The governors further insisted that the Federal Government must “cause all the assets (including contract of the National Integrated Power Project, NIPP, which was paid for using a sum total of US$8.425 billion from the Federation Account) to be clearly identified, inventoried and valued by a competent and reputable Nigerian accounting firm.
“Cause a company whose sole object shall be to take over and operate the assets and undertaking of the NIPP, to be incorporated as a Limited Liability Company under the Companies and Allied Matters Cap C20 Laws of the Federation of Nigeria 2004 with a share capital in a sum equivalent to the value of assets and undertaking of the NIPP as valued in pursuance of sub-section above.”
Railway  modernization deductions
On railway modernization deductions, the governors, said the Federal Government must “cause all the assets (including contracts) of the Railway Modernization Project, RMP, (which was paid for using a sum total of US$250 million from the Federation Account), to be clearly identified and valued by a competent and reputable accounting firm.”
It would be recalled that the governors had in their substantive suit before the Supreme Court, sought an order declaring the proposed creation of the “Sovereign Wealth Fund”, illegal and unconstitutional.
SWF illegal—Govs
Chief Awomolo, said his clients were forced to approach the apex court for redress in view of the fact that the Federal Government and its officers, had consistently and in total disregard for the pending suit, withdrawn, utilized, disbursed and allocated funds from the account.
He alleged that the Federal Government had nearly depleted the sum of N5.51 trillion being the balance on the account as at 2008 when the case was instituted.
According to the Governors: “The conduct of the Government of the Federation and her officials is a violation of the principle of the Rule of Law and breach of the Independence of the Judiciary and constitutes a violation of the principle of Rule of Law handed down by the Supreme Court in the case of Governor of Lagos V Odumegu Ojukwu (1986) pt 1 NSCC 304 and Rotimi Chibuke Amaechi V INEC (2008) 5 NWLR (PT 1080) 277.”
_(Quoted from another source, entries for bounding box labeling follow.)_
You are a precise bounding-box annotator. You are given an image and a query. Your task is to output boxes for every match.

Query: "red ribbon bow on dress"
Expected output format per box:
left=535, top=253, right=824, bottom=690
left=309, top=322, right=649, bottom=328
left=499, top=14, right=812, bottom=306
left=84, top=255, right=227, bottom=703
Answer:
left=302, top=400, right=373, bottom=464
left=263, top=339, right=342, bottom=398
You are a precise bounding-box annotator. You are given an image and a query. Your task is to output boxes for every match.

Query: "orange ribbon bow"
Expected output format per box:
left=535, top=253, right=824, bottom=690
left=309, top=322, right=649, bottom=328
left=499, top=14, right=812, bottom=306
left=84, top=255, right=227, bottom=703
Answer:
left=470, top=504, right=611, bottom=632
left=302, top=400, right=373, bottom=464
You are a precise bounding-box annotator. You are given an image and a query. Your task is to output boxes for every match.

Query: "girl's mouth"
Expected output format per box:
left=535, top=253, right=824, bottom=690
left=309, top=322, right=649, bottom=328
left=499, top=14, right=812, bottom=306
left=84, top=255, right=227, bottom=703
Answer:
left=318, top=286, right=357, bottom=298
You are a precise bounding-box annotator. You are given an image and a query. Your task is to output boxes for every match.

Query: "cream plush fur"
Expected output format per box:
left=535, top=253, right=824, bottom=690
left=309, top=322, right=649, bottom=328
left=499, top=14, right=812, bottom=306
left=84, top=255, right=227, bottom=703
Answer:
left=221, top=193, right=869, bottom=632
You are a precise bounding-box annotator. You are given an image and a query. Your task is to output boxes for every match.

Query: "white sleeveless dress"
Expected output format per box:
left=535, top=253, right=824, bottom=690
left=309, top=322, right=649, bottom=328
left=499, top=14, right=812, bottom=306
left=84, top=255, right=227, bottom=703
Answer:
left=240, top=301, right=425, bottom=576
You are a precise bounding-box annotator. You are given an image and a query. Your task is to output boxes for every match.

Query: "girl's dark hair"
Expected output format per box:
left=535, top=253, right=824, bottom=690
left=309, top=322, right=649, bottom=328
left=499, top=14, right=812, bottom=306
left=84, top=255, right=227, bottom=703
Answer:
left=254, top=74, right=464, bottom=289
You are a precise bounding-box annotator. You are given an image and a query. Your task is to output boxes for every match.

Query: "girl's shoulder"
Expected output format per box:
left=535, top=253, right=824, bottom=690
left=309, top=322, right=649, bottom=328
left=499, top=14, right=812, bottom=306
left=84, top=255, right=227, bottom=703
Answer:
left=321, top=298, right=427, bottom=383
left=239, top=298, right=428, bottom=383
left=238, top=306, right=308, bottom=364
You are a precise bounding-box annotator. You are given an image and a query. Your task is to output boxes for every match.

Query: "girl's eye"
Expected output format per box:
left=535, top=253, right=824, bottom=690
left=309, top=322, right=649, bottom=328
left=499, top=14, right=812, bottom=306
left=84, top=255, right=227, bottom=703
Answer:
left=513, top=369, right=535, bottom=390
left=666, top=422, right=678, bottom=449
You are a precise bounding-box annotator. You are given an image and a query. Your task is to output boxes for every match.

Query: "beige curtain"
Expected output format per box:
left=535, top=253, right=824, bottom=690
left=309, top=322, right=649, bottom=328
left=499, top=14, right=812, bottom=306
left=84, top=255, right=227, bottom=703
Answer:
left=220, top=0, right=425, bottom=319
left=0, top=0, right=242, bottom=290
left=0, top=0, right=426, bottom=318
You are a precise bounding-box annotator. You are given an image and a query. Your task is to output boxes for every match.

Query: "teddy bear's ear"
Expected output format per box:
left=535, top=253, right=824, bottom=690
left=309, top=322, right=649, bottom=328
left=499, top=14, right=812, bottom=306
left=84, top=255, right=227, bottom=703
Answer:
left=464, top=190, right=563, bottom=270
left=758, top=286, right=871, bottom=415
S-Court adjourns case till Nov 22
They contended that the proposed disbursement of $1billion by the Federal Government, her Minister of Finance and other officers, would create a state of fait accompli and helplessness, if not stopped immediately.
“It is in the interest of justice, preservation of integrity of the Supreme Court and the Rule of Law that this application be granted”, they prayed.
The governors had among others things, sought for an order compelling the Government of the Federation to pay into the Federation Account the sum of N5.51 trillion being the balance of the sum which accrued to the Government of the Federation during the period 2004 and 2007 from the proceeds of crude oil sales, petroleum profits tax and oil royalties which the Government of the Federation classified as “excess crude proceeds” and “excess PPT and Royalties” and paid into an account which was styled “Excess Crude Account.”